Here lies a city that died of ‘pothole rash’

Here lies a city that died of ‘pothole rash’

BBMP has not filled most of the potholes in the city, despite High Court dead line set on 31st October, Pothole seen at KH Road (Dabble Road) and Lalbagh road junction in Bengaluru on Wednesday. Photo by S K Dinesh

Surprisingly, New York City’s busiest streets, the Broadway and 3rd Avenue, have something in common with Bengaluru’s streets — potholes, that exist due to the heavy vehicle and traffic volumes, and vociferous citizens of pothole-plagued streets loudly complaining all the time. In fact, “stubborn” potholes plague NYC residents and repeated complaints are the norm. Pothole patchwork obviously doesn’t hold up forever and most sites have to be repaired over and over again.

But, while winter is the prime season for pothole formation in NYC, when groundwater freezes and thaws beneath the pavement, Bengaluru roads suffer maximum damage during the monsoons. Post-monsoon, the number of roads in Bengaluru with no potholes can be counted on your fingertips. Barring some roads, which have been white-topped newly and some TenderSURE roads, almost every road has potholes.

Bengaluru’s roads are mostly uneven due to the slipshod manner in which they were laid in the first place. Beneath the road surface are haphazard water and sewerage connections with clogged or non-existent stormwater drains, which cause water stagnation on the roads.

To top it all, you have OFC (optic fibre cable) operators, BWSSB, Bescom, GAIL, and even private individuals cutting roads all the time to fix leaking sewage and water pipelines, adding electricity lines, or roguishly laying OFC. When a road is dug up by one of these entities and repaired, it is immediately dug up by another!

Add to this the 70 lakh vehicles registered in the city traversing limited road space, the sheer density of vehicles is sufficient to damage roads. Any one of these reasons would have been bad enough to ruin the roads, but together, they are the “perfect storm” that leaves us with a messy web of potholes.

Enveloping all of this is brazen corruption. Everywhere, in the material used to build or repair roads, bid-fixing, usage of substandard and adulterated material, the people who call the shots leave a lot to be desired.

Helpless citizens have resorted to bizarre means to draw attention to potholes.
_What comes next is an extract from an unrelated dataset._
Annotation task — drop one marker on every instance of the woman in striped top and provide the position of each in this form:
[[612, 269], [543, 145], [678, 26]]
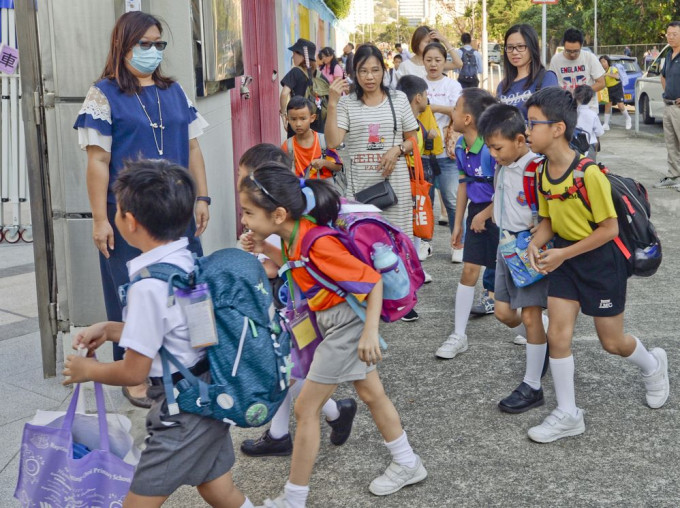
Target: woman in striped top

In HSR Layout, residents performed “pothole pooja” and conducted the “last rites” of a Main Road, which had “died” due to crater-sized potholes. Officialdom did not lag behind either. During a meeting of the BBMP, it was suggested that a separate department be created with a ‘Chief Engineer – Potholes’. The deputy chief minister, on his part, announced that a citizen only had to report a pothole for it to be fixed “immediately”. Citizens reported potholes, and some of them did get fixed!

It was a PIL that triggered a unique response to the pothole problem. The Karnataka High Court rapped the BBMP on the matter. Directions from the court forced BBMP officials to swing into action and the process of filling potholes gained momentum, forcing them to file affidavits detailing the number of potholes filled. Measurement books of the work being executed were to be tracked and submitted to court. The very same officials started working overnight and were being constantly updated with pictures of filled potholes sent in from the sites.

Accusations of slipshod work, however, began pouring in, with the BBMP resorting to cosmetic methods to fill potholes in the rush to meet the high court’s deadline. The craters would start reappearing after a mild shower following the BBMP’s ‘micro-milling’ method of repair, where a milling machine completely removes the pothole by grinding and then fills the surface with asphalt.

This can only be deemed as patchwork repair and would result in the tar wearing out very soon. Given its limited budget for road maintenance, the BBMP over-relies on using the contractor’s defect liability period to repair newly built roads and also on the judicious use of the ‘Python’, an automated pothole-filling machine.

Judicial intervention seems to be the only recourse in the days to come. It requires the court to ask the BBMP to do its work, to make officials, who do not do their duty, answerable and to question the quality of repair. The BBMP has been asked to make all work contracts for construction and maintenance of roads available on its websites, thereby increasing accountability.

With its already sullied reputation for technical incompetence and for the nexus amongst its corporators, engineers and contractors, the BBMP looks comfortable responding to court directives. Reacting to judicial directives absolves them of being answerable to intra-departmental vigilance and questioning. All decisions can now be attributed to the court.

No way has the overall pothole situation got any better -- even the hurried work done to avoid court reprimand only shows why the BBMP makes such poor use of taxpayers’ money. Despite the brouhaha, the court appointed military engineer encountered pipelines and protrusions on the road, lower bitumen content, and observed a hurried and haphazard manner of pothole-filling operation. Bengaluru’s road users, we have a long haul ahead!